As happens in this day and age, a passenger recorded the incident. Brandon and the flight attendant are heard off-screen but do not appear on the screen.

The passenger that recorded the incident appears to be a NY Times political reporter and a CNN political analyst, so it promptly went viral.

Many questions have arisen from Mr. Straka’s actions, mostly from left-leaning entities and individuals.

A contested issue is from comments made while on the plane and comments made after he deplaned. Some have been critical of these statements, but it is clear that Mr. Straka was referencing being able to board the plane with no personal health checks freely.

Mr. Straka questioned the regulations on wearing the masks as he believed there is no law, compelling individuals to do so.

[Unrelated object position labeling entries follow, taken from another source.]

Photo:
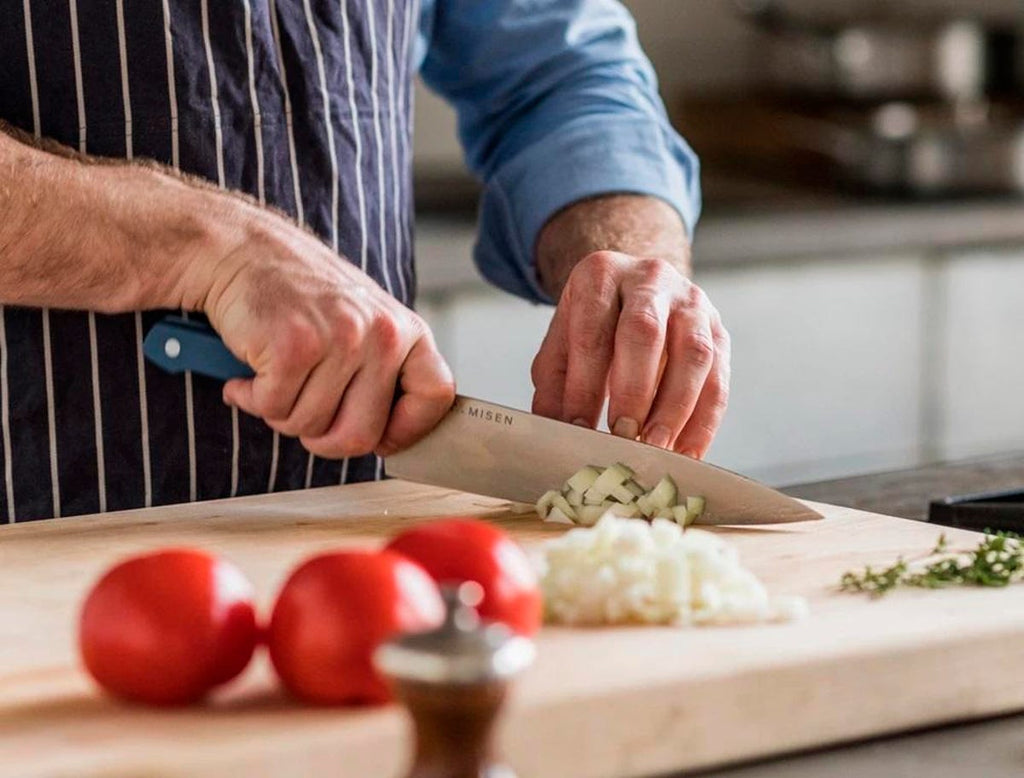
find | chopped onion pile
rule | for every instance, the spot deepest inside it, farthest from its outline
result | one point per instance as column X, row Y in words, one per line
column 594, row 491
column 632, row 571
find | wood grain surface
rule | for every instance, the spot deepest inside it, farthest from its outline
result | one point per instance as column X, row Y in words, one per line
column 598, row 702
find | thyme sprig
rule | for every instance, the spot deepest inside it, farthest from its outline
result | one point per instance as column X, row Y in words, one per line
column 997, row 561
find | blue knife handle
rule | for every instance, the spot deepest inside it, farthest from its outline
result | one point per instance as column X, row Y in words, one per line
column 178, row 345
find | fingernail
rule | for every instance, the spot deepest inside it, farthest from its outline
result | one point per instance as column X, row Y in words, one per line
column 658, row 435
column 626, row 427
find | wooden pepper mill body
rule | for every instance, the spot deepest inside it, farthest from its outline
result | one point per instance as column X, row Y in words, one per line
column 455, row 729
column 454, row 682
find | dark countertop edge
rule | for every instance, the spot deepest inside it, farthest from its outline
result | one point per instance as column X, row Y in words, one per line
column 906, row 492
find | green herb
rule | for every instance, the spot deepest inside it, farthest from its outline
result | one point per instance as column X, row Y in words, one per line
column 997, row 561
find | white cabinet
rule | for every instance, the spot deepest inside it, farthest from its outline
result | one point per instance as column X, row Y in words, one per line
column 827, row 359
column 489, row 339
column 980, row 371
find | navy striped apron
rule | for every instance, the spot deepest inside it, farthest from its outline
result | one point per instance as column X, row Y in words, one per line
column 304, row 104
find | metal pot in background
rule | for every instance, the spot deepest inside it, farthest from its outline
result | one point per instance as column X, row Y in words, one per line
column 933, row 150
column 884, row 57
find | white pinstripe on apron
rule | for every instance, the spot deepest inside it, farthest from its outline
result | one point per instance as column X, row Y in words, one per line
column 303, row 104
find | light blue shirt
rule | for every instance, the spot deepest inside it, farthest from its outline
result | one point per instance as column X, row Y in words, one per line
column 556, row 102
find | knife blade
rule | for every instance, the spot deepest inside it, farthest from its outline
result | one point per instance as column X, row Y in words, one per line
column 489, row 449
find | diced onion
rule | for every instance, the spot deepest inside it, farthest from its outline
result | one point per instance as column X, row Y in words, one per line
column 632, row 571
column 593, row 491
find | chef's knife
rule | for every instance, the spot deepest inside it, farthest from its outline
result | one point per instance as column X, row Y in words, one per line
column 489, row 449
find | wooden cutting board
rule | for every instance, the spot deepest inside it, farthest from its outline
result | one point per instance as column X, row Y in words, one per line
column 598, row 702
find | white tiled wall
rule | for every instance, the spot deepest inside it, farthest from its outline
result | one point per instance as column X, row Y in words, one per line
column 699, row 45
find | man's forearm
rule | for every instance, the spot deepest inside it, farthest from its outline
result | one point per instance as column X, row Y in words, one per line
column 638, row 225
column 111, row 238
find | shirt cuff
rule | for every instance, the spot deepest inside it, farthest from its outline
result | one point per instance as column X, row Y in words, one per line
column 584, row 159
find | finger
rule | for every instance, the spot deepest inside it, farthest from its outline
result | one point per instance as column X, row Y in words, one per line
column 690, row 354
column 428, row 392
column 359, row 423
column 318, row 400
column 699, row 431
column 269, row 395
column 280, row 378
column 548, row 370
column 640, row 339
column 592, row 313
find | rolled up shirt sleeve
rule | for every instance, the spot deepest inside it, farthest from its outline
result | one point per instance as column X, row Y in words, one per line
column 556, row 102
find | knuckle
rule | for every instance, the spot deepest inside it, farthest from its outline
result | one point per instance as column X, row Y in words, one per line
column 348, row 331
column 651, row 266
column 387, row 337
column 598, row 271
column 643, row 326
column 300, row 343
column 273, row 404
column 583, row 396
column 599, row 262
column 697, row 347
column 592, row 336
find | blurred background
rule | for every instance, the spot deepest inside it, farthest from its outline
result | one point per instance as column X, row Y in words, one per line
column 862, row 233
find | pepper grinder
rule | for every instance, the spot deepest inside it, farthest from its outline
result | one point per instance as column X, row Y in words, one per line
column 454, row 682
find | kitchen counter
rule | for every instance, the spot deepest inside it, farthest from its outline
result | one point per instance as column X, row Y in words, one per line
column 989, row 748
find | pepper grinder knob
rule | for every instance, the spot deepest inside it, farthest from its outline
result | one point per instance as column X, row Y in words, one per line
column 454, row 682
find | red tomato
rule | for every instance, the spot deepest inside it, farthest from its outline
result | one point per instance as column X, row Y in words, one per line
column 166, row 628
column 332, row 614
column 459, row 550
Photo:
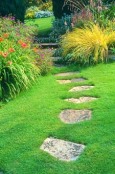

Mr. Straka was in the right for several reasons.

First, the individual that captured the event on video is wearing a face mask. It appears this mask may not be surgical-grade in order to provide adequate protection. The mask is ill-fitted to the man’s bearded face. Lastly, as the individual becomes obviously frustrated by the situation, he wipes his face and rubs his eyes with no gloves nor follow on hygienic procedure. By cross-contaminating his face, hands, and the surrounding area, it renders the reason to wear a mask moot.
The main issue deals with the masks themselves. Both the Occupational Safety and Health Administration (OSHA) and the U.S. Food and Drug Administration (FDA) have weak guidelines regarding the true protective nature of the masks.

The FDA describes surgical masks as loose-fitting disposable devices that create a barrier between the mouth and nose of the wearer and potential contaminants in the immediate environment.

It further states that surgical masks must meet certifications and regulations to meet the safety requirements.  Unless properly labeled packaging is present for inspection, it is hard-pressed to determine if a mask meets the minimum standard of protection and not just a feel-good measure of little consequence.

The FDA website continues, “Surgical masks also do not provide complete protection from germs and other contaminants because of the loose fit between the surface of the mask and your face.” In yet another section comparing non-surgical masks to surgical masks, the description of surgical masks, “They are for use in surgical settings and do not provide full protection from inhalation of airborne pathogens, such as viruses.”

If Mr. Straka had pressed the issue, he could have asked how the airline was disposing of the used masks once they are worn. A process that the FDA recommends masks be placed in plastic bags.

One has to be concerned that due to the high use of masks in our country is whether or not all people know that they need to be using certified surgical masks and not cheaper versions imported from China.

A report from Business Insider earlier this year showed the seizure of a resounding thirty-one million counterfeit masks.

It appears Mr. Straka was in the right to stand up to what seems to be a sensationalized act by the airlines to appease the flying populous.